Python is an ideal host for Embedded Domain-Specific Languages (EDSLs). Warp, Taichi, Numba, and Triton evolved to target GPU compute. All of them share common architectural decisions. They capture the program's logic by inspecting the Python source code, generate an internal representation and compile that IR to the target format.
The above approach comes with significant disadvantages. Only a subset of Python is supported, debugging with standard tools is impossible, integration with external Python code is limited, metaprogramming requires special syntax, and heavy compiler infrastructure needs to be implemented in a language like C++.
This talk proposes an alternative architecture. Instead of introspection, we capture the program's logic by tracing execution with proxy objects at Python runtime, similar to JAX and PyTorch. Instead of building an IR, we emit target code eagerly, line-by-line, similar to how PyTorch Eager Mode launches computations.
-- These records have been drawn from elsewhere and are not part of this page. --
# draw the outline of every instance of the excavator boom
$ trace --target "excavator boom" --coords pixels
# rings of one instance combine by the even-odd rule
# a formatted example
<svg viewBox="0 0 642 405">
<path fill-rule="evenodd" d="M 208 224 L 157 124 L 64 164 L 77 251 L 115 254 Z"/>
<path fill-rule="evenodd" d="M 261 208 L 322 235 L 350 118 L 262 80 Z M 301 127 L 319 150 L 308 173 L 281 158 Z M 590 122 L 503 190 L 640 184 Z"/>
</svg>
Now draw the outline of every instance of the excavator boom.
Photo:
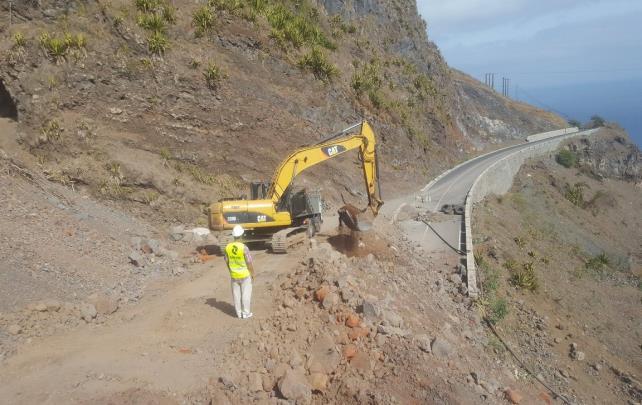
<svg viewBox="0 0 642 405">
<path fill-rule="evenodd" d="M 358 132 L 354 132 L 358 130 Z M 353 149 L 359 149 L 363 176 L 368 191 L 368 206 L 377 215 L 383 204 L 379 187 L 376 141 L 367 121 L 353 125 L 320 143 L 303 147 L 288 156 L 276 170 L 268 198 L 277 204 L 294 178 L 305 169 Z"/>
</svg>

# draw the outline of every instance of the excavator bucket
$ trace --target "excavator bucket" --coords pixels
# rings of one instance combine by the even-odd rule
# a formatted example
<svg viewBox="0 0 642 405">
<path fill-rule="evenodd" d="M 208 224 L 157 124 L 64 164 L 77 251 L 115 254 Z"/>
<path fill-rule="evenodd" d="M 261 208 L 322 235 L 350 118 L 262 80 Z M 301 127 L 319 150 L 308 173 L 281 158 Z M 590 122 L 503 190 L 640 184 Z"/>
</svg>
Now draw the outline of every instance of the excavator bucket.
<svg viewBox="0 0 642 405">
<path fill-rule="evenodd" d="M 352 231 L 365 232 L 372 228 L 372 220 L 363 215 L 366 210 L 360 210 L 352 204 L 339 208 L 339 226 L 347 226 Z"/>
</svg>

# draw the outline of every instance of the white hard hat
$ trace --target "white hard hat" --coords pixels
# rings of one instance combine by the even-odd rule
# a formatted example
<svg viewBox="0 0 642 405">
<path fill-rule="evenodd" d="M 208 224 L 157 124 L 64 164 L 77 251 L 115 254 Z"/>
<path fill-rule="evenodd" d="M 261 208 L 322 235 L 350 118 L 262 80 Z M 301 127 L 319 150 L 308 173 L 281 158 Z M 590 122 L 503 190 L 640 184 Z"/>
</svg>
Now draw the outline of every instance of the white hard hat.
<svg viewBox="0 0 642 405">
<path fill-rule="evenodd" d="M 234 228 L 232 229 L 232 236 L 234 236 L 235 238 L 238 238 L 241 235 L 243 235 L 244 232 L 245 230 L 241 225 L 234 225 Z"/>
</svg>

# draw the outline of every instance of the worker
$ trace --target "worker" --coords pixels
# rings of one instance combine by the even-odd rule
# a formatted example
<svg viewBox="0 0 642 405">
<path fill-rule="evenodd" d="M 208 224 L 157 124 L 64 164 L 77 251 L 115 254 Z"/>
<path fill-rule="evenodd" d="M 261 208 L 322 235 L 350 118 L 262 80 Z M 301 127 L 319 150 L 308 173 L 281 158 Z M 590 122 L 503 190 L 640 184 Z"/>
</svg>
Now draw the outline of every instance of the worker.
<svg viewBox="0 0 642 405">
<path fill-rule="evenodd" d="M 234 226 L 232 236 L 234 241 L 225 247 L 225 263 L 232 277 L 232 297 L 234 309 L 239 319 L 252 317 L 250 304 L 252 300 L 252 280 L 254 280 L 254 266 L 250 249 L 241 242 L 245 230 L 241 225 Z"/>
</svg>

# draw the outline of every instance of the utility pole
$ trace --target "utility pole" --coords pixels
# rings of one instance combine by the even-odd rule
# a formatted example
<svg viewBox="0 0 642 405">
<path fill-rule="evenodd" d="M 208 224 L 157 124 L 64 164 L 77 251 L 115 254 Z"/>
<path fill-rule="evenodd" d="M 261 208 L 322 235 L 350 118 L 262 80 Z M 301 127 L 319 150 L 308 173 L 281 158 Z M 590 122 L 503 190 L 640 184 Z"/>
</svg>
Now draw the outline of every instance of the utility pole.
<svg viewBox="0 0 642 405">
<path fill-rule="evenodd" d="M 510 96 L 510 79 L 508 77 L 502 77 L 502 96 Z"/>
<path fill-rule="evenodd" d="M 13 24 L 13 1 L 9 0 L 9 28 Z"/>
</svg>

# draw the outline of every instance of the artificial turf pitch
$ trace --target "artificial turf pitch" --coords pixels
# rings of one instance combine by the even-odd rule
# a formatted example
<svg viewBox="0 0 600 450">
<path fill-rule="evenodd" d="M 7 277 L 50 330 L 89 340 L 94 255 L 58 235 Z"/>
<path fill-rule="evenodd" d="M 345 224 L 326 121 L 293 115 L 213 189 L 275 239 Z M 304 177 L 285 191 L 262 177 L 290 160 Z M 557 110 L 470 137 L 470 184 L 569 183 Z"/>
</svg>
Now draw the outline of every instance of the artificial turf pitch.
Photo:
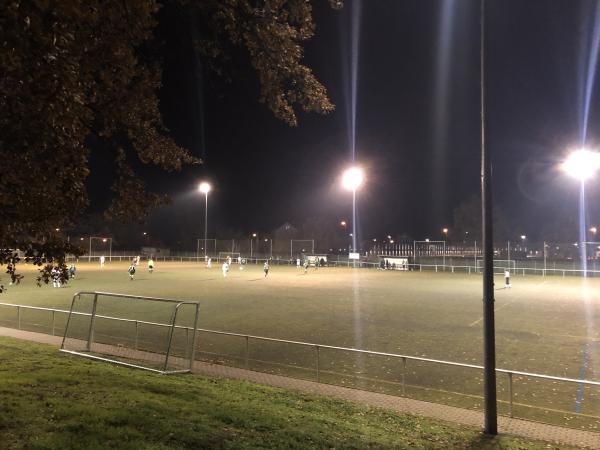
<svg viewBox="0 0 600 450">
<path fill-rule="evenodd" d="M 481 364 L 479 274 L 262 265 L 227 278 L 220 265 L 142 263 L 133 281 L 128 263 L 80 263 L 77 278 L 58 289 L 25 281 L 0 296 L 5 303 L 67 309 L 78 291 L 108 291 L 200 302 L 199 327 L 278 339 Z M 497 366 L 571 378 L 600 379 L 600 280 L 528 275 L 512 288 L 496 279 Z M 123 311 L 114 311 L 119 316 Z M 128 312 L 131 314 L 131 311 Z M 14 311 L 0 307 L 0 325 Z M 23 312 L 23 328 L 48 331 L 47 314 Z M 61 332 L 60 324 L 58 333 Z M 198 357 L 244 366 L 243 339 L 199 335 Z M 250 368 L 315 378 L 312 347 L 250 341 Z M 402 394 L 457 406 L 481 404 L 480 371 L 322 349 L 320 381 Z M 402 376 L 401 374 L 404 374 Z M 405 382 L 404 388 L 401 385 Z M 514 414 L 600 429 L 600 389 L 514 377 Z M 499 409 L 508 412 L 508 380 L 498 375 Z"/>
</svg>

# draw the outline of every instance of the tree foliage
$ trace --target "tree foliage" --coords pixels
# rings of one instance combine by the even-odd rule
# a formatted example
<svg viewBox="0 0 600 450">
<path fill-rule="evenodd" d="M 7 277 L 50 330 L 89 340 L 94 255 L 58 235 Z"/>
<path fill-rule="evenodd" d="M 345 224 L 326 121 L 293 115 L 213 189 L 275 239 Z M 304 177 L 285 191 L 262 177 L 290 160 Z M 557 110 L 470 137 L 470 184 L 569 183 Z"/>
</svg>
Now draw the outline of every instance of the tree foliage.
<svg viewBox="0 0 600 450">
<path fill-rule="evenodd" d="M 333 109 L 301 63 L 315 29 L 310 1 L 164 1 L 198 17 L 197 49 L 212 67 L 232 47 L 248 54 L 259 100 L 277 117 L 296 124 L 296 107 Z M 135 161 L 166 171 L 200 162 L 169 136 L 159 111 L 161 66 L 152 44 L 160 6 L 157 0 L 0 6 L 0 264 L 8 265 L 13 282 L 19 258 L 10 249 L 24 250 L 40 266 L 61 267 L 65 252 L 76 252 L 52 238 L 52 230 L 68 226 L 88 203 L 90 142 L 101 142 L 102 158 L 115 163 L 106 213 L 122 220 L 139 220 L 164 201 L 145 188 Z M 44 271 L 41 280 L 47 281 Z"/>
</svg>

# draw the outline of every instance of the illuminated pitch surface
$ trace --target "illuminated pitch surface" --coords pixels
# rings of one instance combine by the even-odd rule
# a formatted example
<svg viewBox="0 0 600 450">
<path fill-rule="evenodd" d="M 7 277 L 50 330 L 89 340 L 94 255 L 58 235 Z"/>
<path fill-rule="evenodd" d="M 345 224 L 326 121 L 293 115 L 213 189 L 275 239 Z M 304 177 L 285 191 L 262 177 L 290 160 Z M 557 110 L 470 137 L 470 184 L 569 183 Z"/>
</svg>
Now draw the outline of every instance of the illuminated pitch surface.
<svg viewBox="0 0 600 450">
<path fill-rule="evenodd" d="M 100 270 L 98 264 L 81 263 L 77 279 L 60 289 L 36 287 L 32 272 L 25 269 L 22 272 L 27 276 L 26 282 L 11 286 L 0 296 L 0 301 L 67 308 L 73 293 L 80 290 L 198 300 L 201 328 L 471 364 L 482 361 L 480 275 L 346 268 L 309 268 L 305 275 L 303 269 L 295 266 L 271 265 L 265 279 L 262 264 L 247 265 L 243 271 L 234 264 L 224 279 L 219 264 L 213 264 L 209 270 L 196 263 L 159 261 L 153 274 L 147 272 L 142 262 L 135 280 L 130 281 L 128 265 L 107 262 Z M 586 379 L 600 380 L 600 280 L 513 276 L 511 282 L 511 289 L 502 289 L 503 278 L 496 278 L 498 367 L 572 378 L 583 375 Z M 586 284 L 588 289 L 584 288 Z M 584 292 L 587 292 L 587 300 Z M 4 320 L 6 314 L 5 308 L 0 309 L 0 319 Z M 22 320 L 23 326 L 28 327 L 25 316 Z M 39 323 L 41 319 L 33 322 Z M 28 328 L 33 329 L 34 325 Z M 213 339 L 204 334 L 201 338 L 204 342 Z M 233 338 L 227 339 L 220 344 L 215 341 L 212 350 L 239 354 L 238 350 L 224 348 L 240 344 Z M 256 349 L 254 356 L 258 358 L 259 345 L 252 345 Z M 296 364 L 296 359 L 307 366 L 312 364 L 312 353 L 308 350 L 268 344 L 264 352 L 258 359 L 281 358 L 283 365 L 291 366 Z M 229 361 L 227 357 L 222 359 Z M 395 362 L 348 355 L 338 357 L 326 352 L 322 359 L 323 371 L 348 374 L 355 370 L 369 379 L 385 378 L 385 375 L 398 380 L 400 369 Z M 478 371 L 450 369 L 443 372 L 439 367 L 423 363 L 413 364 L 412 368 L 409 364 L 409 371 L 414 379 L 407 378 L 407 383 L 418 382 L 473 395 L 480 392 L 478 383 L 473 381 L 481 378 Z M 312 376 L 309 372 L 292 372 L 290 374 L 305 378 Z M 505 378 L 498 376 L 500 400 L 507 396 Z M 392 392 L 396 389 L 380 388 L 375 382 L 353 384 L 352 380 L 346 380 L 345 383 Z M 575 411 L 579 396 L 582 413 L 600 415 L 599 389 L 584 388 L 579 392 L 577 385 L 516 380 L 517 403 L 530 404 L 535 400 L 530 396 L 537 399 L 543 396 L 540 391 L 530 394 L 534 388 L 555 392 L 551 398 L 544 399 L 547 408 Z M 457 404 L 451 394 L 433 395 L 425 391 L 412 394 L 417 398 Z M 462 398 L 458 404 L 476 407 L 479 400 Z M 501 404 L 500 409 L 505 411 L 505 406 Z M 522 415 L 527 416 L 529 412 L 523 409 Z"/>
</svg>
And because we don't implement a compiler, the implementation remains 100% Python.
We discuss in detail how core elements of Python syntax can be overloaded to implement such an architecture:
__setattr__/__getattr__ to capture variable names.Attendees will leave with a toolbox of Python mataprogramming patterns empowering them to write a code generator in Python without having to implement a compiler.